La storia ci insegna che l’Impero Romano fu distrutto dai dissensi interni.
Anche se alcuni studiosi moderni ritengono che la competizione sia di stimolo al progresso, ciò non può essere considerato come una regola di portata generale.La competizione svolge un ruolo positivo quando porta all’aggregazione, ma quando si inserisce in una fase di disgregazione non può che aggravare il processo di degrado.
Secondo Kāng, la divisione porta alla guerra, che ha in questo caso conseguenze disastrose. Egli osserva che i continui conflitti tra i popoli europei faranno ricadere l’Europa in un nuovo lungo medioevo. Se si considera che queste riflessioni furono pubblicate nel 1905, si deve riconoscere che Kāng fu un buon profeta.
Kāng conclude che la relativa arretratezza di un paese come l’Italia non è un buon motivo per sostenere che la Cina debba respingere la cultura occidentale. L’Italia non rappresenta tutto l’Occidente e, comunque, ogni civiltà possiede pregi e difetti.
L’interazione fra le diverse civiltà è indispensabile per assicurare il progresso di tutti i paesi.
Non si può certo negare che l’accettazione degli schemi di pensiero occidentali comporti il rischio di provocare la fine della Cina come nazione e la scomparsa della sua millenaria civiltà. D’altra parte, è ragionevole pensare che la disponibilità ad accogliere le conoscenze e la tecnica dell’Occidente possa giovare alla Cina e consentirle di rinnovarsi.
Non si possono accettare i vantaggi dell’apertura senza metterne in conto anche gli svantaggi ed i pericoli.
L’unica soluzione che non è neppure concepibile è un atteggiamento preconcetto di chiusura, il quale non comporterebbe altro che danni.
NOTE
1) Il“Diario del viaggio in Italia” fu pubblicato nel 1905 ed ebbe numerose ristampe negli anni successivi. “Il Diario del viaggio in Francia” fu pubblicato nel 1907. Il resto dell’opera fu pubblicato solo dopo la morte dell’autore.

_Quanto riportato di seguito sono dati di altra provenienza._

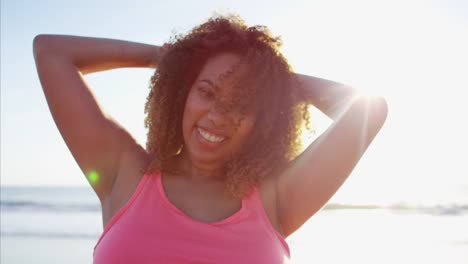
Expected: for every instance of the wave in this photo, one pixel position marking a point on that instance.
(51, 235)
(44, 206)
(442, 209)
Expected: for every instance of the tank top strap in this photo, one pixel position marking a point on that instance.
(255, 205)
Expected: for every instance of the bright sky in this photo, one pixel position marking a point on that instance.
(412, 52)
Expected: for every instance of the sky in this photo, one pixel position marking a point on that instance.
(411, 52)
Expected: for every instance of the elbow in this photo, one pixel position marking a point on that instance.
(38, 45)
(373, 110)
(41, 44)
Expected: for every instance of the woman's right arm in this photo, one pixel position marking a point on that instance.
(95, 140)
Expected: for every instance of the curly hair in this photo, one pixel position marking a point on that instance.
(268, 84)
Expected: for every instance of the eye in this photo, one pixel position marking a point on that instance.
(206, 92)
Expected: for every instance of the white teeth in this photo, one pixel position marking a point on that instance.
(210, 137)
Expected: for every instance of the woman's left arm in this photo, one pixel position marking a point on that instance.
(330, 97)
(313, 177)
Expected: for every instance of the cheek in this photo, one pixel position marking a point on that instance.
(245, 128)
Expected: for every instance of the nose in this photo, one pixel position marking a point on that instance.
(218, 115)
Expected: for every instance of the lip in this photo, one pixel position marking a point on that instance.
(213, 131)
(208, 144)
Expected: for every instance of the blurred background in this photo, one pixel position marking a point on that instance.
(406, 201)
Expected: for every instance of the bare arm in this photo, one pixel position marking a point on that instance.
(95, 140)
(331, 98)
(310, 180)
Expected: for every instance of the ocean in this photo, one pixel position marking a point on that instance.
(62, 225)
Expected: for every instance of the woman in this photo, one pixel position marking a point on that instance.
(221, 179)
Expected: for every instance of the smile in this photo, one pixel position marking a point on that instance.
(209, 136)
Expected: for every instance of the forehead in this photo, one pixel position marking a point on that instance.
(220, 66)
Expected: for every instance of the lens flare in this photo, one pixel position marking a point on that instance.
(93, 177)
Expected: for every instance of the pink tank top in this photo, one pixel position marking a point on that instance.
(150, 229)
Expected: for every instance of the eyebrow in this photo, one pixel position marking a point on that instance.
(208, 81)
(211, 83)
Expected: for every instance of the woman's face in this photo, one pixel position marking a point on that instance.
(212, 133)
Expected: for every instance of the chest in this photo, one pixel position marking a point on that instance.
(201, 202)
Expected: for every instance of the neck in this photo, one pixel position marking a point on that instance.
(199, 172)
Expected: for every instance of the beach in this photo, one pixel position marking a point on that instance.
(62, 225)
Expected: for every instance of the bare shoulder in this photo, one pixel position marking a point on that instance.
(131, 165)
(267, 190)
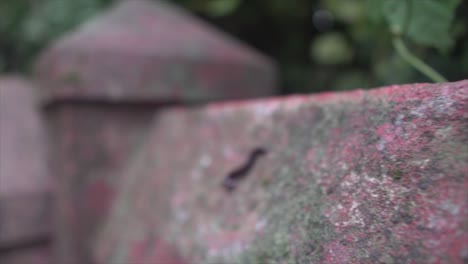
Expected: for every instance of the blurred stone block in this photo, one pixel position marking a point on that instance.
(25, 186)
(101, 86)
(375, 176)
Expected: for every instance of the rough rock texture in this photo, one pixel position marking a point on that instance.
(374, 176)
(151, 50)
(25, 186)
(101, 84)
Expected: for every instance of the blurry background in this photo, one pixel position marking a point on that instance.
(319, 44)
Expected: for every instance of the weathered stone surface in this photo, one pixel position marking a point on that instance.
(374, 176)
(102, 83)
(22, 147)
(25, 186)
(90, 145)
(151, 50)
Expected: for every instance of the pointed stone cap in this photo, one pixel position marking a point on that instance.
(146, 50)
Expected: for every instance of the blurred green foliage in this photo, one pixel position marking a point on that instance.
(319, 44)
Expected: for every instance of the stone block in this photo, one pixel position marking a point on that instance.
(375, 176)
(101, 84)
(25, 184)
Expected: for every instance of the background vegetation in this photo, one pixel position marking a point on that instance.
(319, 44)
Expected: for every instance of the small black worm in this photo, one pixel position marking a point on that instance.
(231, 180)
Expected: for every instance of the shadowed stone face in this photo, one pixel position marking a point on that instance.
(356, 177)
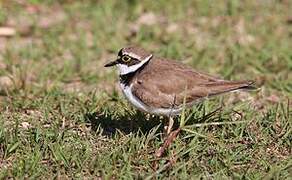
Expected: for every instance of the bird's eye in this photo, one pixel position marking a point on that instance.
(126, 58)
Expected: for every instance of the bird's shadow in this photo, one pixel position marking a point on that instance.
(128, 123)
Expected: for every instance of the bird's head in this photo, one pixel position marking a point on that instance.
(130, 59)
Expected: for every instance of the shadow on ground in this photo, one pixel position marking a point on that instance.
(129, 123)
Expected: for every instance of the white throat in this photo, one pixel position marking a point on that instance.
(124, 69)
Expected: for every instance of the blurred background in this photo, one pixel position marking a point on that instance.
(52, 77)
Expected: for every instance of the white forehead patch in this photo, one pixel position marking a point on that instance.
(132, 55)
(124, 69)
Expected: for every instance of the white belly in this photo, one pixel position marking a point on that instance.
(143, 107)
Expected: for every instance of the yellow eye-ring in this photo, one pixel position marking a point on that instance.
(126, 58)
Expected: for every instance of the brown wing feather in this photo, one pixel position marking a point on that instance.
(171, 82)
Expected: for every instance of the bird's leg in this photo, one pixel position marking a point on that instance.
(170, 125)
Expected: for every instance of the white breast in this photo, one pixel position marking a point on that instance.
(141, 106)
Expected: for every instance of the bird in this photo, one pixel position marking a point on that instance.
(164, 87)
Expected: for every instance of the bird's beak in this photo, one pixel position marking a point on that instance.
(112, 63)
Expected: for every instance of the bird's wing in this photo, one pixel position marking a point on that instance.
(172, 83)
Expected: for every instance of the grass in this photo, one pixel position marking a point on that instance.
(63, 116)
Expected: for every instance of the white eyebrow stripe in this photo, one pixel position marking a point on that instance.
(132, 55)
(124, 69)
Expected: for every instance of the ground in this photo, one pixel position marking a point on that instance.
(62, 114)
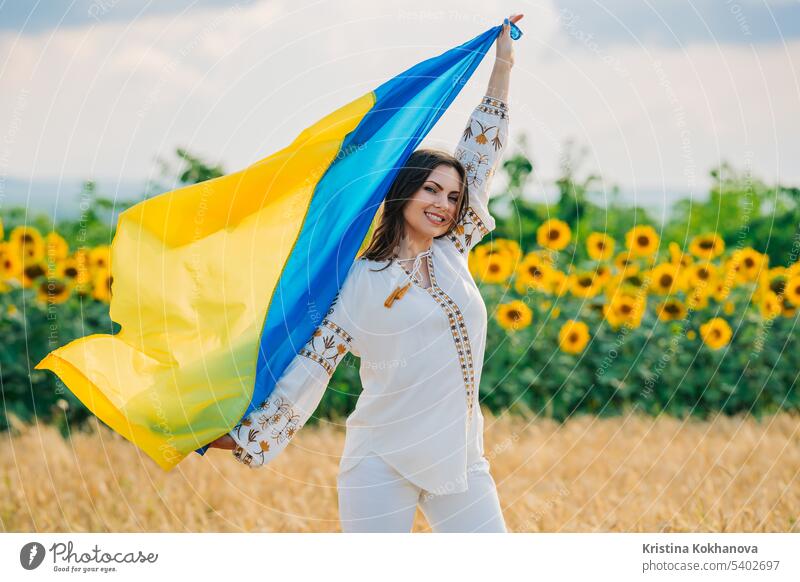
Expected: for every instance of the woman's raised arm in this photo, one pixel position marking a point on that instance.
(482, 144)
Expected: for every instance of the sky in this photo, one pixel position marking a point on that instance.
(656, 92)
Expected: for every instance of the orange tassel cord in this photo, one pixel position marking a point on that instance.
(396, 294)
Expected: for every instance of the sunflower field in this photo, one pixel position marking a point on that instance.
(592, 308)
(686, 331)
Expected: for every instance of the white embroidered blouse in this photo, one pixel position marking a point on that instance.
(421, 359)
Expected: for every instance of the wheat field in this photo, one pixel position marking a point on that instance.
(625, 474)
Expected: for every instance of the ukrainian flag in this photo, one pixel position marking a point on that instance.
(215, 285)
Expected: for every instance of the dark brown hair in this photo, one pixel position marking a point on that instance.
(389, 232)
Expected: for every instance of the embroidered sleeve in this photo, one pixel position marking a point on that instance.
(480, 150)
(266, 431)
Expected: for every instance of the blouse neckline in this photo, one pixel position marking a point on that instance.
(428, 256)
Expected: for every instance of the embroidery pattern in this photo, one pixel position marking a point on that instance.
(458, 329)
(328, 345)
(463, 232)
(275, 420)
(494, 107)
(268, 431)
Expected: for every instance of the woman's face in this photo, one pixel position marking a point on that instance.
(436, 198)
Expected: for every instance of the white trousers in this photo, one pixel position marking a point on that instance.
(374, 497)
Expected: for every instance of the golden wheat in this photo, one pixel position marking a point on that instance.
(632, 473)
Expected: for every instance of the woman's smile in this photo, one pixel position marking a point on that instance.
(436, 218)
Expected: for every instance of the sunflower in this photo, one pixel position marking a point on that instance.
(749, 264)
(10, 266)
(625, 262)
(672, 310)
(532, 272)
(28, 243)
(707, 246)
(100, 258)
(665, 279)
(770, 305)
(719, 290)
(600, 246)
(55, 247)
(479, 258)
(514, 315)
(716, 333)
(603, 273)
(700, 274)
(495, 268)
(792, 290)
(31, 272)
(630, 283)
(52, 291)
(677, 256)
(71, 270)
(558, 282)
(101, 287)
(642, 241)
(573, 336)
(624, 309)
(554, 234)
(697, 298)
(585, 284)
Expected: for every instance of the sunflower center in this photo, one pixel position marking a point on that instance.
(34, 271)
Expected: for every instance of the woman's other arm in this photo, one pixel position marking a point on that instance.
(266, 431)
(482, 144)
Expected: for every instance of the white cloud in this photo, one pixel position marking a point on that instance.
(237, 84)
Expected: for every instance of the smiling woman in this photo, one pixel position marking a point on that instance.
(416, 434)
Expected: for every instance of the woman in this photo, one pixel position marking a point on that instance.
(410, 309)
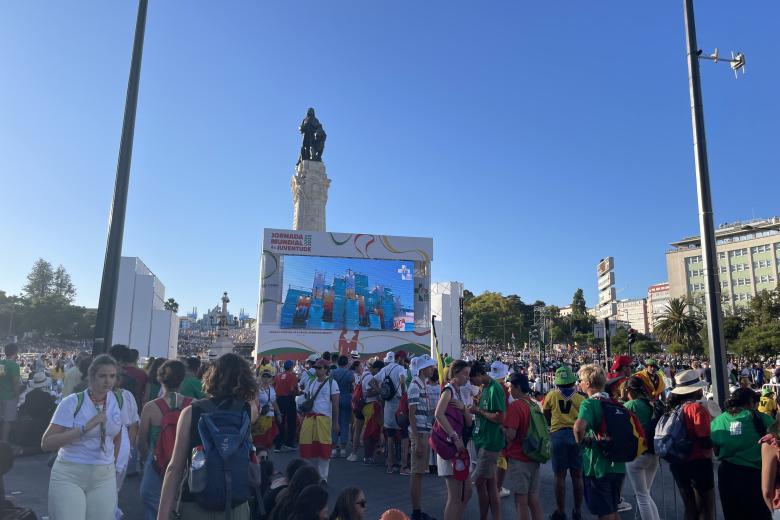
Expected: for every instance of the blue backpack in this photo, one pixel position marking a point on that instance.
(222, 482)
(671, 438)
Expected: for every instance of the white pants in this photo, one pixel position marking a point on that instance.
(641, 473)
(82, 491)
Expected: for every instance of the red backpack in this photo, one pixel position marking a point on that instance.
(358, 401)
(163, 451)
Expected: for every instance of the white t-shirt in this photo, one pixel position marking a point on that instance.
(129, 415)
(322, 404)
(267, 397)
(86, 450)
(396, 372)
(366, 383)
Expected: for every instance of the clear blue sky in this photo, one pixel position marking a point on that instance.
(529, 139)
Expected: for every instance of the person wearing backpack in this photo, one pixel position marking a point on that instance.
(345, 379)
(561, 407)
(320, 419)
(641, 471)
(735, 436)
(158, 414)
(421, 409)
(392, 381)
(85, 430)
(224, 418)
(603, 477)
(489, 438)
(452, 404)
(522, 474)
(693, 474)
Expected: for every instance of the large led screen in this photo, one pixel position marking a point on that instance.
(347, 293)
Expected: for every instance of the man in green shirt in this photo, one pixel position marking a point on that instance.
(192, 385)
(489, 437)
(603, 477)
(10, 381)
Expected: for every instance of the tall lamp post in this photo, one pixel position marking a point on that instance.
(706, 226)
(104, 322)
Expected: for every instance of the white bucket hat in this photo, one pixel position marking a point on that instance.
(687, 382)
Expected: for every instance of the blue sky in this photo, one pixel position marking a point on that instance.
(299, 272)
(529, 139)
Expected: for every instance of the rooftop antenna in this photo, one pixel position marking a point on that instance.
(737, 61)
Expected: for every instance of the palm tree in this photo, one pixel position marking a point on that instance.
(679, 323)
(171, 305)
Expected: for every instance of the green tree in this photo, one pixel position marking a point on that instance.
(62, 285)
(40, 280)
(171, 305)
(578, 307)
(678, 324)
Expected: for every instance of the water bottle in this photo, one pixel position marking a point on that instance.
(197, 479)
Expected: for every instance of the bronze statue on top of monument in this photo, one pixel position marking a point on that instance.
(313, 138)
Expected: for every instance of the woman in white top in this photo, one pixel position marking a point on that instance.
(315, 438)
(84, 429)
(266, 427)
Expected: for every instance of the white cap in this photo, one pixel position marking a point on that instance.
(498, 370)
(422, 362)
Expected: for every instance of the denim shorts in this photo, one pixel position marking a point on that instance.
(565, 452)
(602, 495)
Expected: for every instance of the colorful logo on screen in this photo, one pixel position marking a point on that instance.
(293, 242)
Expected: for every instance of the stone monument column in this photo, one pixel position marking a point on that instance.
(309, 188)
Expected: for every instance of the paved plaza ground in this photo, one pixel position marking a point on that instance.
(27, 485)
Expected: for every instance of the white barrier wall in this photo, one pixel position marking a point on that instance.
(445, 305)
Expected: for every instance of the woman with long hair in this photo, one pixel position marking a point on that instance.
(306, 475)
(153, 384)
(735, 436)
(350, 505)
(170, 374)
(312, 504)
(84, 430)
(770, 469)
(230, 385)
(458, 491)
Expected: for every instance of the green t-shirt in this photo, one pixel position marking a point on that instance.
(489, 435)
(642, 410)
(192, 387)
(594, 464)
(9, 379)
(736, 438)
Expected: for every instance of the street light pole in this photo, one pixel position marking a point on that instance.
(706, 226)
(104, 322)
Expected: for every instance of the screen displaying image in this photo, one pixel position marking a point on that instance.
(347, 293)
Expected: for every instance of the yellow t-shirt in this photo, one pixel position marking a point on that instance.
(564, 411)
(767, 405)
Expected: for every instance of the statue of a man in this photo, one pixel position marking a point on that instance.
(313, 138)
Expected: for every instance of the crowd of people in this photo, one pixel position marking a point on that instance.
(203, 435)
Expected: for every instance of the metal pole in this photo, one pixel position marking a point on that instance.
(104, 322)
(606, 344)
(706, 226)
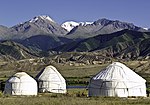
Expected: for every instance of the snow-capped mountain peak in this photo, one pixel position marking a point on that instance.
(71, 24)
(146, 29)
(44, 17)
(85, 23)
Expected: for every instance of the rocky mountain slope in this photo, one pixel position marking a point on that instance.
(123, 44)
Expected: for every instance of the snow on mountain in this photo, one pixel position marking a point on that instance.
(71, 24)
(44, 17)
(145, 28)
(85, 23)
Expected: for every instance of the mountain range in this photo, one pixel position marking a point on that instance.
(42, 36)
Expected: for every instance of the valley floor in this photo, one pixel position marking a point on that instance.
(73, 97)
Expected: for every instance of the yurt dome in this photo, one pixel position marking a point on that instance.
(117, 80)
(21, 84)
(50, 80)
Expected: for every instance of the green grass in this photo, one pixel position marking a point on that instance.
(73, 97)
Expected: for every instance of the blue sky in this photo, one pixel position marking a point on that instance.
(134, 11)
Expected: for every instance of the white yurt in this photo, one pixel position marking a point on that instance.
(50, 80)
(21, 84)
(117, 80)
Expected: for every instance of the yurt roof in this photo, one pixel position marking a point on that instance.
(21, 77)
(118, 72)
(49, 73)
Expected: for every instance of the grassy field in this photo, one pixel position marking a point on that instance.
(74, 75)
(73, 97)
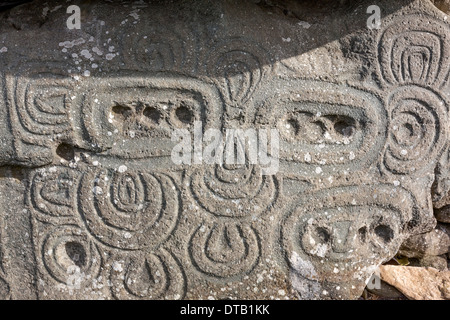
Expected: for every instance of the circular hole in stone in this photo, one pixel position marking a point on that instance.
(323, 234)
(362, 232)
(344, 128)
(121, 112)
(384, 232)
(184, 114)
(65, 151)
(152, 114)
(292, 127)
(75, 251)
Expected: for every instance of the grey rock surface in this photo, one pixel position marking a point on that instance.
(433, 243)
(437, 262)
(93, 207)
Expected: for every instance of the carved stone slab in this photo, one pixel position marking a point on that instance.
(93, 207)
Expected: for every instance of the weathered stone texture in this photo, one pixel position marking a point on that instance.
(93, 207)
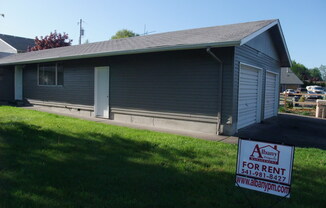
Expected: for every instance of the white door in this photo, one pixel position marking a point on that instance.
(18, 83)
(271, 96)
(249, 98)
(101, 102)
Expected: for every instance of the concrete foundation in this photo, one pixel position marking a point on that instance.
(75, 111)
(166, 123)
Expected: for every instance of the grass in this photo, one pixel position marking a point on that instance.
(48, 160)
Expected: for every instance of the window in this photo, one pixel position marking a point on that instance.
(50, 74)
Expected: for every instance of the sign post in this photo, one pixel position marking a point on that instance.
(264, 167)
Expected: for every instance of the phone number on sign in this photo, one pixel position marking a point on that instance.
(263, 175)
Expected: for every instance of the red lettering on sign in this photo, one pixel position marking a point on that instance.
(256, 150)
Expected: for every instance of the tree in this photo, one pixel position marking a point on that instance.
(300, 70)
(124, 33)
(322, 70)
(54, 40)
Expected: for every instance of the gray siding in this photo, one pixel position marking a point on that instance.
(246, 54)
(6, 83)
(175, 82)
(179, 83)
(78, 86)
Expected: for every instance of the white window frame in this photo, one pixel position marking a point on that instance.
(56, 77)
(260, 91)
(277, 95)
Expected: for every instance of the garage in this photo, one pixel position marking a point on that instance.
(249, 98)
(271, 95)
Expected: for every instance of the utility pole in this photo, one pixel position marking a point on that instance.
(81, 30)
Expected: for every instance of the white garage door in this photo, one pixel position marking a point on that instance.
(271, 97)
(249, 96)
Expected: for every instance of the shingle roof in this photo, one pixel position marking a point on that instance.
(218, 36)
(19, 43)
(288, 77)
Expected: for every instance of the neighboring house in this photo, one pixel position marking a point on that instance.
(10, 45)
(289, 80)
(214, 80)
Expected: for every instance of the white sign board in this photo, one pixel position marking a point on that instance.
(264, 167)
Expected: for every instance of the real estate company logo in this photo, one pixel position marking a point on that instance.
(266, 154)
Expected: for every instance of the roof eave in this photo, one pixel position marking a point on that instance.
(267, 27)
(129, 52)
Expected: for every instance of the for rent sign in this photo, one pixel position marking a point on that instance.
(264, 167)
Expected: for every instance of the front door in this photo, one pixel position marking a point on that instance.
(101, 102)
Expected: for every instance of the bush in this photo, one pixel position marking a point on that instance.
(289, 104)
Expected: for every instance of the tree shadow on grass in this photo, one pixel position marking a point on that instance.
(43, 168)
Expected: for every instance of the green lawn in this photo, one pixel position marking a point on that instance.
(48, 160)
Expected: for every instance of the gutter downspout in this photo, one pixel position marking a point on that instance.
(220, 90)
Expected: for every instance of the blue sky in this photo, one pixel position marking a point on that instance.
(303, 21)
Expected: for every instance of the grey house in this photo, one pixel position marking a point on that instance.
(289, 80)
(214, 80)
(10, 45)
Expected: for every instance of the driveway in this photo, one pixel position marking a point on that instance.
(296, 130)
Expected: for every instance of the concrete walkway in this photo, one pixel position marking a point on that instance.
(210, 137)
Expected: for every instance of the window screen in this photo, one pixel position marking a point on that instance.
(50, 74)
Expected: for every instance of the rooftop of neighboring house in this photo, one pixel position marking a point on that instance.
(289, 77)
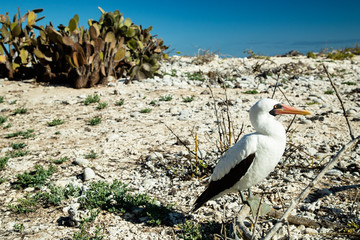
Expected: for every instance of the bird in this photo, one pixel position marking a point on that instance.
(254, 156)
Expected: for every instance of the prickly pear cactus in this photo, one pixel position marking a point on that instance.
(111, 47)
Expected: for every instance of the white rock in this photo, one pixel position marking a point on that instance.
(81, 162)
(334, 172)
(88, 174)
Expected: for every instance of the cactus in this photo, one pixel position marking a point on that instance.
(113, 46)
(19, 40)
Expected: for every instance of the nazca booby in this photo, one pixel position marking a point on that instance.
(254, 156)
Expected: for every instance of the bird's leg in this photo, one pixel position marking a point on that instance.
(250, 193)
(243, 200)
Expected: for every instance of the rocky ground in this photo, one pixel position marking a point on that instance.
(142, 148)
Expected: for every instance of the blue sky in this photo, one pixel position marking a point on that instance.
(228, 27)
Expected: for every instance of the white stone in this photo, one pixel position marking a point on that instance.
(88, 174)
(81, 162)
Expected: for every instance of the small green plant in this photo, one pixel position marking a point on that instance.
(20, 111)
(18, 153)
(349, 83)
(101, 106)
(19, 227)
(83, 234)
(145, 110)
(173, 73)
(58, 194)
(60, 160)
(198, 76)
(91, 155)
(166, 98)
(18, 145)
(117, 197)
(340, 55)
(27, 134)
(120, 102)
(91, 99)
(95, 121)
(25, 205)
(3, 162)
(329, 92)
(152, 103)
(2, 119)
(251, 92)
(311, 55)
(35, 178)
(190, 231)
(55, 122)
(2, 180)
(188, 99)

2) Le date del soggiorno sono fornite da Martina Turriziani nell’articolo “I tre eroi del risorgimento italiano nell’Yidali Youji (1905) di Kang Youwei (1858-1927): un elogio a Cavour” pubblicato in Associazione Italiana di Studi Cinesi , Atti del XV convegno 20915 a cura di Tommaso Pellin e Giorgio Trentin, Libreria Editrice Cafoscarina, Venezia, 2017.
3) I brani del “Diario del viaggio in Italia” riportati tra virgolette non sono tradotti direttamente dall’originale cinese, che non ho potuto consultare. Per alcuni di essi ho utilizzato le traduzioni trovate in Giuliano Bartolucci, il “Viaggio in Italia di K’ang Yu-wei (3-13 maggio 1904), in “Cina”,, n.4, 1958, pagg.82-91. Altri sono stati tradotti da un articolo su Internet intitolato “从《意大利游记》看康有为之文明论,以儒学为核心,推崇大一统” (“Esame della teoria della civiltà di Kang Youwei fondata sulla dottrina confuciana della “grande unificazione”, condotto sulla base del “Diario del viaggio in Italia”).